I can barely express the maternal ferocity that rises within at the thought of being separated from him. The image of him in a nursery alone instead of being cradled in my arms is enough to bring tears. I physically ache at the thought of a nurse being allowed to bottle feed him instead of spending those moments with me, nursing skin-to-skin. My baby needs to be welcomed into this world by my arms, not swaddled away in a nursery bassinet, held minimally throughout his first days outside the womb.
I know this is a reality for so many mamas whose babies come into this world fighting. They spend days and caffeine-fueled nights bedside at the hospital. Sometimes, months pass before they hold their precious babies. I can’t imagine.
In those cases, though, their children are fighting a real battle. To be separated from my baby preemptively for his own protection? Intellectually, I understand it. Emotionally, I cannot comprehend that there could be any better place for him than in my arms.
So, this past weekend, I lost it a little bit. I let fear and anger overtake me. I cried like a pregnant woman having a hormonal meltdown in the midst of a world-wide crisis.
Then, this morning I opened to Matthew chapter 2. This is the chapter in which Herod learns of a threat to his power and seeks to systematically destroy an entire generation of children to maintain the strength of his throne. It’s a story of such familiarity, and still it speaks truth and light into my life and this time - the beauty of Jesus present in the Living Word.
Jesus was born into a situation of fear. It wasn’t an indifferent virus; one of the most powerful men in the world was hunting this baby. Matthew doesn’t speak about Mary or what she might have been feeling in this passage, but I can imagine. Instead, he relays the obedience of Joseph. God offers what probably comes as sudden and confusing instruction, and Joseph obeys. He chooses trust.
The word God gave me for the year is “trust.” Asking for a word is something I’ve never done before. I was surprised at how readily God answered my prayer to supply it. I was also puzzled by the word; I don’t generally feel a struggle to trust in my relationship with God. But I took it as an invitation to grow deeper. In these past few months, I’ve experienced different opportunities to deepen my trust in the Lord. In each one, it’s as though he’s holding out his hand, inviting me to dance with him to a new song. Different in rhythm, pace and mood, but each a new chance to accept his lead.

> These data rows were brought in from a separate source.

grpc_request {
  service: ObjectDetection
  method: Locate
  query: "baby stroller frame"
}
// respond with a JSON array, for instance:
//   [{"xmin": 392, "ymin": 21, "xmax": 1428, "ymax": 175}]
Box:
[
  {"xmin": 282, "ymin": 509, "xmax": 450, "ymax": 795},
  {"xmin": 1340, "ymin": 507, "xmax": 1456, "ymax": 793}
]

This song is different. The notes are dark and foreboding. I don’t feel like his beloved being enchanted.This is more like being asked to walk on water in the middle of a storm. Or venture on dry land through parted waves that threaten to drown me at any moment. Or to leave a place of safety to wander through a dry and imposing desert towards the promise of freedom. To maintain faith face-to-face with lions, inside the belly of a fish, or within a furnace whose flames might consume me. I’m learning that God’s invitations to trust are not all beautiful. Sometimes, trust unfolds in dark and scary places.
So do I take his hand in this one? Do I trust?
What else is there, really, but to take his hand? Yes, Lord, in this, too, I will trust you.
Does it mean that everything will turn out the way I hope? Of course not. I know that this may be a difficult road. I know that what God asks of me will likely be different than the plans I make for myself. But I also know that my plans are often small. Though I don’t see the vision, I assent to God’s, greater than my own.
What will this cost me? I wonder. I may very well be something I do not want to give.
So this is where I sit, in the garden with Jesus, wondering what my cup will be, willing myself to drink it.